# [Polish NR] Cezary Rokita 2:41.69 7x7 Single



## Sajwo (Sep 7, 2014)

3:09.09, 3:21.34, 2:41.69	= 3:04.04

This is unbelievable. First ever Polish NR in 7x7 set by someone else than Michał Halczuk.

Video will be available soon


----------



## imvelox (Sep 7, 2014)

Damn, i have never expected that! 
GJ Cezary!!!


----------



## Lazy Einstein (Sep 7, 2014)

Lol Woah! Beat his previous Official PB by 25 seconds.

GJ.


----------



## goodatthis (Sep 7, 2014)

O.O wow


----------



## Iggy (Sep 7, 2014)

Whut  Never heard of him...

GJ!


----------



## guysensei1 (Sep 7, 2014)

Whoa! Nice one!


----------



## arcio1 (Sep 9, 2014)

Lazy Einstein said:


> Lol Woah!
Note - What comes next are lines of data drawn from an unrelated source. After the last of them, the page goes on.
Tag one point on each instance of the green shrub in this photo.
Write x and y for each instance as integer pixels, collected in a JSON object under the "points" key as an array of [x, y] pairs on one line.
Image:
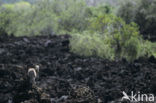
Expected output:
{"points": [[143, 13], [110, 38]]}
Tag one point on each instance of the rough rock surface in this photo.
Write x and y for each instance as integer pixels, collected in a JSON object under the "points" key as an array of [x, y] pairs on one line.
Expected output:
{"points": [[66, 77]]}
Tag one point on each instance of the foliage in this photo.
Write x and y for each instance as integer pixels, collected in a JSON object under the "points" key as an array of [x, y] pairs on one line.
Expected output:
{"points": [[96, 30], [115, 39], [143, 13]]}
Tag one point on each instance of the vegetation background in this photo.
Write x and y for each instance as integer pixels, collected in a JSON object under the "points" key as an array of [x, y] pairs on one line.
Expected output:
{"points": [[109, 29]]}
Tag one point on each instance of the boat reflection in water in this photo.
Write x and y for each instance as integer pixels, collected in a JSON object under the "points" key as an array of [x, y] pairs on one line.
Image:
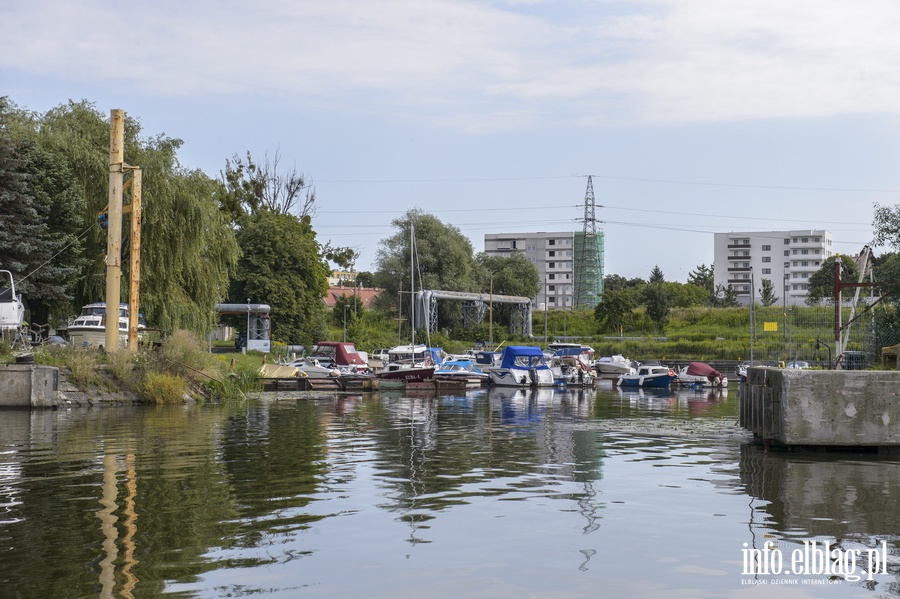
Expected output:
{"points": [[694, 399]]}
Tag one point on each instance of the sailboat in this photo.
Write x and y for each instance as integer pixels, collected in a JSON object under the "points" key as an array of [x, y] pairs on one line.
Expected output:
{"points": [[403, 363]]}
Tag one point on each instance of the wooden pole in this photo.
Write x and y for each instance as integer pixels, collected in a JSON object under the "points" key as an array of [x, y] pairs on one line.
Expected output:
{"points": [[134, 286], [838, 351], [114, 232]]}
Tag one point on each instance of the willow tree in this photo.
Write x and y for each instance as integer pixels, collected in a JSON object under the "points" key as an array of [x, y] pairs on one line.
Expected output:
{"points": [[443, 260], [281, 265], [187, 243]]}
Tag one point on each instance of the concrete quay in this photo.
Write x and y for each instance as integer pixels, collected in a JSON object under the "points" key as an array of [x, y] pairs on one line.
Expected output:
{"points": [[29, 386], [822, 408]]}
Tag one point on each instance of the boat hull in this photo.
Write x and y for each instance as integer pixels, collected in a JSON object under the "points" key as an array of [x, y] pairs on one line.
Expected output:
{"points": [[520, 377], [407, 374], [656, 381]]}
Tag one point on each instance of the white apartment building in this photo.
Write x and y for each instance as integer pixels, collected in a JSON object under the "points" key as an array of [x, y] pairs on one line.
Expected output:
{"points": [[786, 258], [553, 254]]}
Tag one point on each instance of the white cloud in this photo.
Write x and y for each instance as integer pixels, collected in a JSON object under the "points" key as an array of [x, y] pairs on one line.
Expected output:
{"points": [[479, 65]]}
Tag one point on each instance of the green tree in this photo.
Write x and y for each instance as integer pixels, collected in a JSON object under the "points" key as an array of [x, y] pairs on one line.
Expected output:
{"points": [[281, 265], [725, 297], [443, 260], [508, 275], [615, 310], [767, 295], [821, 283], [187, 243], [250, 186], [656, 299], [704, 277], [23, 220]]}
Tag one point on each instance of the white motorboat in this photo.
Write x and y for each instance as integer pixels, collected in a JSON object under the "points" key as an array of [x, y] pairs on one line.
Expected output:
{"points": [[522, 366], [571, 366], [89, 327], [313, 369], [465, 370], [12, 310], [648, 376], [700, 374], [612, 366]]}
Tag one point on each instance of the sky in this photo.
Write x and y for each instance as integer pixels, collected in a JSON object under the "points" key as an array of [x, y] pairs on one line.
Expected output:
{"points": [[691, 117]]}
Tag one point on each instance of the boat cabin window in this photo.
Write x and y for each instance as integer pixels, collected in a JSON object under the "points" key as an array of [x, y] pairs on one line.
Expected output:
{"points": [[529, 361]]}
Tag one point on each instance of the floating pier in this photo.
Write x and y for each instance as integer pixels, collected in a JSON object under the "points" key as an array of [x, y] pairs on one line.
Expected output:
{"points": [[822, 408]]}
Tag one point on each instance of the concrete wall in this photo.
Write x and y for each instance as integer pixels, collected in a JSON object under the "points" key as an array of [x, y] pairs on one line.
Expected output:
{"points": [[822, 407], [28, 386]]}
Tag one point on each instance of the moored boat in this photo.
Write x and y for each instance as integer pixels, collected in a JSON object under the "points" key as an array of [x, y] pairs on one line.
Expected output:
{"points": [[522, 366], [463, 370], [571, 366], [611, 367], [89, 327], [648, 376], [700, 374], [12, 310], [341, 355]]}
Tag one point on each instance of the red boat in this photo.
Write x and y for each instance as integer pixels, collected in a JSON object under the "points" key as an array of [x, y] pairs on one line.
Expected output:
{"points": [[410, 375], [341, 355]]}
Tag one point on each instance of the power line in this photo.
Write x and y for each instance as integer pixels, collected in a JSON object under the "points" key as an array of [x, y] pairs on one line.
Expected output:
{"points": [[612, 178]]}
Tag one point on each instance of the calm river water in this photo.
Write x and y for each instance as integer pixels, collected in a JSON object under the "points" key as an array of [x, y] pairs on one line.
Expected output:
{"points": [[495, 494]]}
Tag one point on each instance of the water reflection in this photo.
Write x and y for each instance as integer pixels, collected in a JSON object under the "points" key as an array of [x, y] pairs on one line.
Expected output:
{"points": [[499, 493]]}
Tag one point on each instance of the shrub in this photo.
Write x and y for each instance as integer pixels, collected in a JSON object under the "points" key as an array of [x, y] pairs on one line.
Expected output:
{"points": [[162, 388]]}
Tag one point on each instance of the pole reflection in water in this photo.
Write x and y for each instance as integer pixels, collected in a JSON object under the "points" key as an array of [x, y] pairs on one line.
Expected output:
{"points": [[501, 493]]}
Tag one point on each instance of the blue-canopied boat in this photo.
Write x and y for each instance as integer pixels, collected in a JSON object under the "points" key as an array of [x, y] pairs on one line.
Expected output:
{"points": [[648, 376], [522, 366]]}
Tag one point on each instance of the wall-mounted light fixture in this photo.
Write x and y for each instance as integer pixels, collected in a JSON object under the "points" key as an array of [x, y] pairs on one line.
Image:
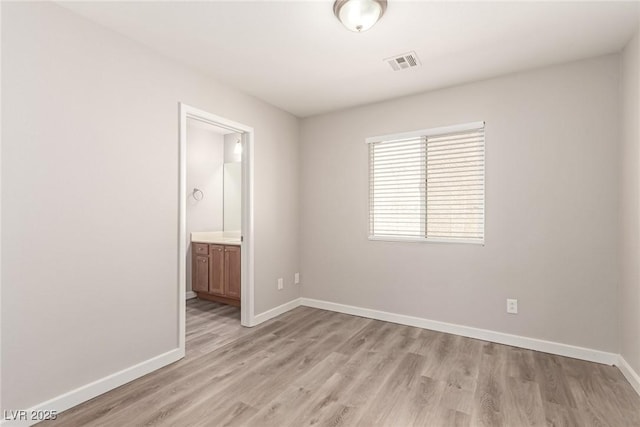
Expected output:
{"points": [[359, 15]]}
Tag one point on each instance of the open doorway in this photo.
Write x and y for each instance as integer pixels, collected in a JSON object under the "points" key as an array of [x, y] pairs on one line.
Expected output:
{"points": [[216, 214]]}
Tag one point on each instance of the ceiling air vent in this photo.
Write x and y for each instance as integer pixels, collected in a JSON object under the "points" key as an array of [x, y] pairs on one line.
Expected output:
{"points": [[401, 62]]}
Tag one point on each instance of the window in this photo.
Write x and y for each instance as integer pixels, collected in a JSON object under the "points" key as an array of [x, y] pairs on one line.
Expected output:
{"points": [[428, 185]]}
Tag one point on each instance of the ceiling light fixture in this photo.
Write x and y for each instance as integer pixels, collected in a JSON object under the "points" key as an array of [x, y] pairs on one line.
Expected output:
{"points": [[359, 15]]}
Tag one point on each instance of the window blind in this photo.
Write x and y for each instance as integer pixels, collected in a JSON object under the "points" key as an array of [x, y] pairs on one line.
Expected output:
{"points": [[428, 185]]}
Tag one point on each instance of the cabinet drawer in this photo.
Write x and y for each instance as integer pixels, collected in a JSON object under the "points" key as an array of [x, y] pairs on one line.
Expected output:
{"points": [[201, 249]]}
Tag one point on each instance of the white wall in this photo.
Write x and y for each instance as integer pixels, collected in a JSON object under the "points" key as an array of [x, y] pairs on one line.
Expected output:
{"points": [[90, 199], [232, 196], [551, 209], [205, 171], [230, 140], [630, 206]]}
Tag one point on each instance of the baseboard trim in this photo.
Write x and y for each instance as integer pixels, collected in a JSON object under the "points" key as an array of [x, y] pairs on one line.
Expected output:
{"points": [[89, 391], [628, 372], [277, 311], [471, 332]]}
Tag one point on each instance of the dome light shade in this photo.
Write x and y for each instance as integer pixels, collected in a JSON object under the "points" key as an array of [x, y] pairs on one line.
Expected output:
{"points": [[359, 15]]}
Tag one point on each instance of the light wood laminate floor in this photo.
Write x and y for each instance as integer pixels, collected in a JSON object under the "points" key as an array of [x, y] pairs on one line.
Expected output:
{"points": [[314, 367]]}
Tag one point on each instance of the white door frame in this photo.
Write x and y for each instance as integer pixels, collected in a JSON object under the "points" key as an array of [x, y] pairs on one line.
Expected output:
{"points": [[246, 249]]}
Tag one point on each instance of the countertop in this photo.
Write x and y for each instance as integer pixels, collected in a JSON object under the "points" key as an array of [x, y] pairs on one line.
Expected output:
{"points": [[217, 237]]}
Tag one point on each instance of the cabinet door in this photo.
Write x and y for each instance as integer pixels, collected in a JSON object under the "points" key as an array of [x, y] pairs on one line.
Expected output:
{"points": [[200, 274], [232, 271], [216, 269]]}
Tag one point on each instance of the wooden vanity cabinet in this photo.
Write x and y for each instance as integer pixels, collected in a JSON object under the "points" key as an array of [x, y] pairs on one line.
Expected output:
{"points": [[216, 272]]}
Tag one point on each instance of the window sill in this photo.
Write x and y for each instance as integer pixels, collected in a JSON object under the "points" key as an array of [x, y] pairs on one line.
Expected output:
{"points": [[423, 240]]}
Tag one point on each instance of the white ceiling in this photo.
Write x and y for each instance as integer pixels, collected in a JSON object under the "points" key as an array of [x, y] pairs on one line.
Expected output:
{"points": [[296, 55]]}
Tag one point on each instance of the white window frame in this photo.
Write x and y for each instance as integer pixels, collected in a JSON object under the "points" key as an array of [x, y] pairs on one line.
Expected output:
{"points": [[426, 133]]}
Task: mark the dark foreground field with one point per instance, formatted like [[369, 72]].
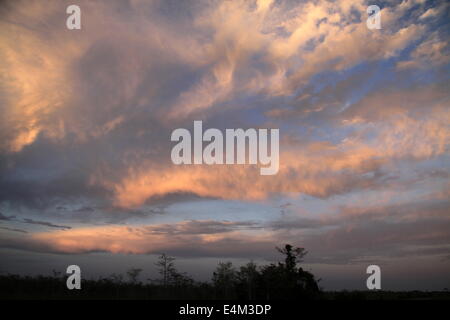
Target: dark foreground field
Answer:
[[285, 280], [42, 288]]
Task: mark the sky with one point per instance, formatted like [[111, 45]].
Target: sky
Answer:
[[86, 175]]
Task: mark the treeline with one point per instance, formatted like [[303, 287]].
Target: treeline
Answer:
[[283, 280]]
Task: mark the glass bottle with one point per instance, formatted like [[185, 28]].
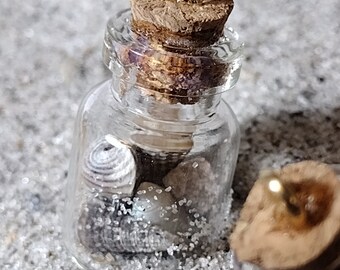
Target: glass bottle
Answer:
[[152, 168]]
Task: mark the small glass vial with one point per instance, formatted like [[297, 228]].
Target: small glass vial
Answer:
[[154, 153]]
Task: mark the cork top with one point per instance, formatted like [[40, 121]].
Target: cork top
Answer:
[[181, 23]]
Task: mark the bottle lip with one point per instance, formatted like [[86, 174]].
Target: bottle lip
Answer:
[[215, 68]]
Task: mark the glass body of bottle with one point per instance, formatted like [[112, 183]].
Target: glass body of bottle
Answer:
[[151, 169]]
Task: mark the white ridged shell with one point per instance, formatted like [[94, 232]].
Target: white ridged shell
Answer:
[[110, 166]]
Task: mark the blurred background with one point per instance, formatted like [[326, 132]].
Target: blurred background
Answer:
[[287, 102]]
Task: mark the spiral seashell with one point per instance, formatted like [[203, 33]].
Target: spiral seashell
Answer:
[[103, 228], [110, 167], [154, 205]]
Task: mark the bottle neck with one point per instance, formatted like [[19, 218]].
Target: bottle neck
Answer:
[[164, 107]]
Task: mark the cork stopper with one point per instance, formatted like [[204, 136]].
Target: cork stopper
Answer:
[[181, 23], [291, 220]]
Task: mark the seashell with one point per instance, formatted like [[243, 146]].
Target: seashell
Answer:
[[110, 167], [158, 155], [195, 181], [103, 228], [152, 204]]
Beat his previous Official PB by 25 seconds.
> 
> GJ.


He beat his unofficial PB by 10 seconds, too.


----------



## Frapdeizer (Sep 10, 2014)

*[Polish NR] Blonde Harry Potter solves 7x7 in 2:41.69*

This guy is *Cezary Rokita*.




He has this unfortunate tendecy to lower his hands while solving, so there is not to much to watch, but the reaction :tu
He's officially third in single on the world.
I have to add that with this solve he beat his PB by 10 seconds.
lel


----------



## uyneb2000 (Sep 10, 2014)

Polish reactions are the best 
Congrats to Blonde Harry!


----------



## Mikel (Sep 10, 2014)

He must be Harry Potter.

He starts the timer, puts the cube under the table, waves his magic wand, and then its solved.


----------



## AvGalen (Sep 10, 2014)

Best is the look on Michals face at 2:30


----------



## brunovervoort (Sep 10, 2014)

Celebrating by shouting out 'whore'. Yeah, why not?
Too bad we can't see anything of the solve, but congratulations!


----------



## IulianS (Sep 10, 2014)

No sense video


----------



## guysensei1 (Sep 10, 2014)

He looks like Tyler Oakley.


----------



## CiaranBeahan (Sep 10, 2014)

Unfortunate that you can't see the solve, but GJ!


----------



## Sajwo (Sep 10, 2014)

Brest?


----------



## arcio1 (Sep 10, 2014)

brunovervoort said:


> Celebrating by shouting out 'whore'. Yeah, why not?!



It doesn't always mean 'whore'.


----------



## Sebastien (Sep 10, 2014)

more like "holy crap!" I guess?


----------



## arcio1 (Sep 11, 2014)

In this case, yes, but a 'little bit' more uglier


----------